Die Kunst war ihm nicht heilig, sondern ein Abenteuer. Zunächst hatte er wie sein Vater als Auftragsbildhauer gearbeitet. Obwohl er darin recht erfolgreich war, wollte er etwas anderes. Noch im Alter von 30 Jahren studierte er in Mailand an der Accademia di Belle Arti di Brera Bildhauerei. Rein technisch war der 1899 in Argentinien geborene Italiener allen anderen Studenten weit überlegen. Dennoch probierte er in dieser Phase alle möglichen Stile aus, um am Ende den italienischen Futuristen seine Referenz zu erweisen. Passagen des von ihm initiierten „Weißen Manifests“ aus dem Jahre 1949 klingen wie Zitate aus einem der „Futuristischen Manifeste“.

„Es gibt kein ruhiges Leben mehr.
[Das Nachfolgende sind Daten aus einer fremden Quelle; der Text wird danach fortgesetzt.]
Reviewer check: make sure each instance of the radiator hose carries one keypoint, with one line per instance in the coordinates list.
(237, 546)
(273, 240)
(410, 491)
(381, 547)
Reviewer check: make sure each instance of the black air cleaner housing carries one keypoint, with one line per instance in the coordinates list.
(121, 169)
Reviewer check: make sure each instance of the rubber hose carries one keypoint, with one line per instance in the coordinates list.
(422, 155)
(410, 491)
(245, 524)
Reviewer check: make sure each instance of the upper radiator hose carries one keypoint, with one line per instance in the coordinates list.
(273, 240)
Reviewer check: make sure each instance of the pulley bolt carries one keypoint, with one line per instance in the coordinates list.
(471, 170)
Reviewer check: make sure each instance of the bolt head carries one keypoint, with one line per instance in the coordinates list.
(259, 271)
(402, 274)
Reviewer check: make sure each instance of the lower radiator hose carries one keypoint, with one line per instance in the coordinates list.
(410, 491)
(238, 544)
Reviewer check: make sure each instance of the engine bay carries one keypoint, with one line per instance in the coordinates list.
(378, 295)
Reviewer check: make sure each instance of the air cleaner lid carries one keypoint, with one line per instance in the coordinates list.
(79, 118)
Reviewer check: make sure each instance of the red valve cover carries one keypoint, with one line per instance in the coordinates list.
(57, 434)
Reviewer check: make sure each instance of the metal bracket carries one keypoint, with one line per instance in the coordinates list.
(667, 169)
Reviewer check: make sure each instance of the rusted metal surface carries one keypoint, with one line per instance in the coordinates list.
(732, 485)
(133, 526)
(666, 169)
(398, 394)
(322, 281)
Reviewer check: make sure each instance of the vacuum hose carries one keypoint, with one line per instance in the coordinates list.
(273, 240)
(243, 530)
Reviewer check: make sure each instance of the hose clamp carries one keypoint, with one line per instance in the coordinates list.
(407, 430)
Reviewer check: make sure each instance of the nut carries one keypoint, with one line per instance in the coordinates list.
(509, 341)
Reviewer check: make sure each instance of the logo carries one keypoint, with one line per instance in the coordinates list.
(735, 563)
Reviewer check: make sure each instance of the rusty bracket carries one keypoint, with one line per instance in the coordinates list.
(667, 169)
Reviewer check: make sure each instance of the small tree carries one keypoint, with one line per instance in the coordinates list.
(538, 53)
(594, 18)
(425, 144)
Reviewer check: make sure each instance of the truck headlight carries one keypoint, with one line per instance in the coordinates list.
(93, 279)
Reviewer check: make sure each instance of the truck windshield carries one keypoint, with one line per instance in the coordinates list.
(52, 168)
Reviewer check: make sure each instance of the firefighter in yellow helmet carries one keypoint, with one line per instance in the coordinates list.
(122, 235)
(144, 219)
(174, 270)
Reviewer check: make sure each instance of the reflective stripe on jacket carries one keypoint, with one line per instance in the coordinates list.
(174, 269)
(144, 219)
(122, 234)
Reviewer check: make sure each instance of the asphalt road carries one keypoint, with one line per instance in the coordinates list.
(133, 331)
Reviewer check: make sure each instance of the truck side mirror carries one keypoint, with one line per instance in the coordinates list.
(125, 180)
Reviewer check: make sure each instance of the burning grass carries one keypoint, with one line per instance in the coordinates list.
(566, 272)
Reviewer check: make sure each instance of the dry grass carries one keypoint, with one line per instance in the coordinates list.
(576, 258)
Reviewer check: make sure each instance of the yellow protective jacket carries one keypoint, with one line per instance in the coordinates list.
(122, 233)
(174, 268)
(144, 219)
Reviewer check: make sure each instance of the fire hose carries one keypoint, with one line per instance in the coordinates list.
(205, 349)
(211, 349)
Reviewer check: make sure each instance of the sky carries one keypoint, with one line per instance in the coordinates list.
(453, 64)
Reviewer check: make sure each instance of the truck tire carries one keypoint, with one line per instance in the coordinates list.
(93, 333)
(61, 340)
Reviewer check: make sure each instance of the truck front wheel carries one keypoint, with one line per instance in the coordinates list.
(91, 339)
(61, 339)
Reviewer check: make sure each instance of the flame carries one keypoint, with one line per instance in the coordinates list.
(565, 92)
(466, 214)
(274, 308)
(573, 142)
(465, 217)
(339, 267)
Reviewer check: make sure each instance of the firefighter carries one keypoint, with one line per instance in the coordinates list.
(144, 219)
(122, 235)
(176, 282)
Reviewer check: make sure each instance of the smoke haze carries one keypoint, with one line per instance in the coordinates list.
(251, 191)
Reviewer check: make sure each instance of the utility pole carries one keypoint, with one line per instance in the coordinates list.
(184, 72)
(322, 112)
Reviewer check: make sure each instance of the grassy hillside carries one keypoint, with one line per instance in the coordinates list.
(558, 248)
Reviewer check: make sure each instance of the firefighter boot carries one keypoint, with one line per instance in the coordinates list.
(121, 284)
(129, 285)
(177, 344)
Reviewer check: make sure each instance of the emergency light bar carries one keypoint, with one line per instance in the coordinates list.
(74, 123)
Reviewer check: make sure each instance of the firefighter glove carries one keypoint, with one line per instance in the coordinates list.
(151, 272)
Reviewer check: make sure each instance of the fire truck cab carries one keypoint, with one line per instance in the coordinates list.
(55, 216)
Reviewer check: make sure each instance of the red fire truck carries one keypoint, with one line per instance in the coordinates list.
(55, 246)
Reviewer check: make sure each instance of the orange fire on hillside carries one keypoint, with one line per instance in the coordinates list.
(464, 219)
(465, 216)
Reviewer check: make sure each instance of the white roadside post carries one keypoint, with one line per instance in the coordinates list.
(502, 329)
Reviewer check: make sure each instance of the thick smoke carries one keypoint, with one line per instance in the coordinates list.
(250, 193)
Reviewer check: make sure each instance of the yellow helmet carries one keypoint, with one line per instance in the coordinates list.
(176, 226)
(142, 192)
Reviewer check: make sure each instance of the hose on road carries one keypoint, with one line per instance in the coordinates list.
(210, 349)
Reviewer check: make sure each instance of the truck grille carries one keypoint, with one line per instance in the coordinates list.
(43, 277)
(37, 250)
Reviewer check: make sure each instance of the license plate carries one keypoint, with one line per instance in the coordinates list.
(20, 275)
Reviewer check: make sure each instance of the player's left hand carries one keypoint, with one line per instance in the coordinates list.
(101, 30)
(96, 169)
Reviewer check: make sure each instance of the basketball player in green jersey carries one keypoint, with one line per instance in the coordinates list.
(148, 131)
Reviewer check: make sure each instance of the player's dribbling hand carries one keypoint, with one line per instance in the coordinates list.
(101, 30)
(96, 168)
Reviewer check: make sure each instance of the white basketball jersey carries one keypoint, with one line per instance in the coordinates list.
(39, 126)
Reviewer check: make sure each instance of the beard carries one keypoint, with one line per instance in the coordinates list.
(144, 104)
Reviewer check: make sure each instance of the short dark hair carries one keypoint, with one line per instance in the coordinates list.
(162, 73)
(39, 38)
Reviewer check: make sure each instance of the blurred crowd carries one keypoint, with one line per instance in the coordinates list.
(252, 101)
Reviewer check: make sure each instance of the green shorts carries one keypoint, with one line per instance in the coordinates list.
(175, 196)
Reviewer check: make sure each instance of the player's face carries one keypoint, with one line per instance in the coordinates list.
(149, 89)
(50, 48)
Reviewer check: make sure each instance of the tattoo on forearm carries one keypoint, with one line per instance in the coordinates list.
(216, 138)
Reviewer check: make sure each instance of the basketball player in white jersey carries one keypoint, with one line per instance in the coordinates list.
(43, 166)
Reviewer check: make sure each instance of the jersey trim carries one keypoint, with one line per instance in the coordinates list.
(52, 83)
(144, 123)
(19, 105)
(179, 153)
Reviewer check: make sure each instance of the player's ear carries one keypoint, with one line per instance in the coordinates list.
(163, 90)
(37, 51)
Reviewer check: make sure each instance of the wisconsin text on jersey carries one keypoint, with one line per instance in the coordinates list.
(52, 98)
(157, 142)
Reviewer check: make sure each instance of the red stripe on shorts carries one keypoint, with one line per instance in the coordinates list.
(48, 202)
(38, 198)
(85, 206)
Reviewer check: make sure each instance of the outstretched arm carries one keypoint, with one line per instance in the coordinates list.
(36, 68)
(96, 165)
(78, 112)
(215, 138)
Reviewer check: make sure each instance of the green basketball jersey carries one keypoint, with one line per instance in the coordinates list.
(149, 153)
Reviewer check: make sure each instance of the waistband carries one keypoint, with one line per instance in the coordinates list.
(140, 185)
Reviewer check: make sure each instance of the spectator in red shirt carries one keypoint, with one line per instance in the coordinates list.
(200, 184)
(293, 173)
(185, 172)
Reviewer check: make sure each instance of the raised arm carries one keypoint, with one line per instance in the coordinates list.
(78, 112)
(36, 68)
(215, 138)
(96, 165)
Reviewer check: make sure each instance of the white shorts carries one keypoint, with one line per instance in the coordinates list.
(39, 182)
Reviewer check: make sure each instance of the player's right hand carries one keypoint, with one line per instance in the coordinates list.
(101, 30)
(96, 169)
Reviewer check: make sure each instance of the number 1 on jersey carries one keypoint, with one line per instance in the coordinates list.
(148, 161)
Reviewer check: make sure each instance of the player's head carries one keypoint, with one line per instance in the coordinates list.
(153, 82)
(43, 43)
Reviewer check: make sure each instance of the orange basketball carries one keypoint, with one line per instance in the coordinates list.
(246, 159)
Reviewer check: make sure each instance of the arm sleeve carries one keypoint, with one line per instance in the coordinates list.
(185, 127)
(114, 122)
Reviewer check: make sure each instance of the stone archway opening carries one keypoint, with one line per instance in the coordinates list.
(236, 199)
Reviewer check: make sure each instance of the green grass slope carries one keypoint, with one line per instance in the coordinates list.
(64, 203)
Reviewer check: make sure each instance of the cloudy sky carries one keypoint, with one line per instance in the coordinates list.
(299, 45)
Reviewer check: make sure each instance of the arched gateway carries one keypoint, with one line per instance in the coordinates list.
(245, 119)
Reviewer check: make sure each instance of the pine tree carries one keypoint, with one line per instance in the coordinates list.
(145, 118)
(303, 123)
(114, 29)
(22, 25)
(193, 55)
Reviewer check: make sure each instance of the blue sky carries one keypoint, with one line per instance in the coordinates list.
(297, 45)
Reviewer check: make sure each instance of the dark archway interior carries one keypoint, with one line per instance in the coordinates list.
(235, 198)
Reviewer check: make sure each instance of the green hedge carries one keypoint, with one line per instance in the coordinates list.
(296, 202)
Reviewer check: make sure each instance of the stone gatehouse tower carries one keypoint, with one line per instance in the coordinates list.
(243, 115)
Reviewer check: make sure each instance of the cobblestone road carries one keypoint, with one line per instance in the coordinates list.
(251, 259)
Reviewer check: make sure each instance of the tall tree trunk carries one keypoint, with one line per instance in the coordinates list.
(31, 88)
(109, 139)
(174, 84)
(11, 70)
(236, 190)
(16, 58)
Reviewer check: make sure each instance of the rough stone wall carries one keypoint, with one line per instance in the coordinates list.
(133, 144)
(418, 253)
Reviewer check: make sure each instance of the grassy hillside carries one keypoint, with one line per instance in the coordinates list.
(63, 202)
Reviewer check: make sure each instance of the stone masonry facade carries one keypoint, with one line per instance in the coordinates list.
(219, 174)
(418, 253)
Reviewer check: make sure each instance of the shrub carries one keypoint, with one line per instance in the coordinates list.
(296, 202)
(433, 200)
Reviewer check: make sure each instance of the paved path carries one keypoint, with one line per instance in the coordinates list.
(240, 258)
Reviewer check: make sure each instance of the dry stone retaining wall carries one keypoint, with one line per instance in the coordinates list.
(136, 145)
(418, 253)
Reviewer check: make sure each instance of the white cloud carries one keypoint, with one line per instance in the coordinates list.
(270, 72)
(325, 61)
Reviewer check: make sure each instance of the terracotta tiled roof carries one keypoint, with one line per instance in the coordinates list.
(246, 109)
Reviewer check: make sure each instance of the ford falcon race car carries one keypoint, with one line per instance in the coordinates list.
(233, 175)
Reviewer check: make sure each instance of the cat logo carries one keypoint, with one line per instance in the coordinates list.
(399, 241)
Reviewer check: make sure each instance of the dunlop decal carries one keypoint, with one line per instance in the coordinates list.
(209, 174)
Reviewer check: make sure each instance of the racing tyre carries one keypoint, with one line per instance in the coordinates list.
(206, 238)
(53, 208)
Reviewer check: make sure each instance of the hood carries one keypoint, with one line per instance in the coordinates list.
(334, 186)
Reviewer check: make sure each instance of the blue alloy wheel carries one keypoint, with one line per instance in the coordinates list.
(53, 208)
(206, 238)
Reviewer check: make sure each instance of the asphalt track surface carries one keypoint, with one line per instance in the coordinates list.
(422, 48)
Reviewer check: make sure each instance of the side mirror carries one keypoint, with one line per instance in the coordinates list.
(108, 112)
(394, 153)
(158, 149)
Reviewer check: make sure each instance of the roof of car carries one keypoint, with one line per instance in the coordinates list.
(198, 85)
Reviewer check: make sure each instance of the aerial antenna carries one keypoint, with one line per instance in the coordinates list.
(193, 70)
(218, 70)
Der Begriff der Geschwindigkeit ist eine Konstante im menschlichen Leben. Das Zeitalter paralysierter Formen und Farben ist vorüber.“

Lucio Fontanas erster, im selben Jahr medienwirksam inszenierter Auftritt war die Durchlöcherung der Leinwand. Das war lange bevor er mit seinen Schlitzbildern den Kunstmarkt eroberte.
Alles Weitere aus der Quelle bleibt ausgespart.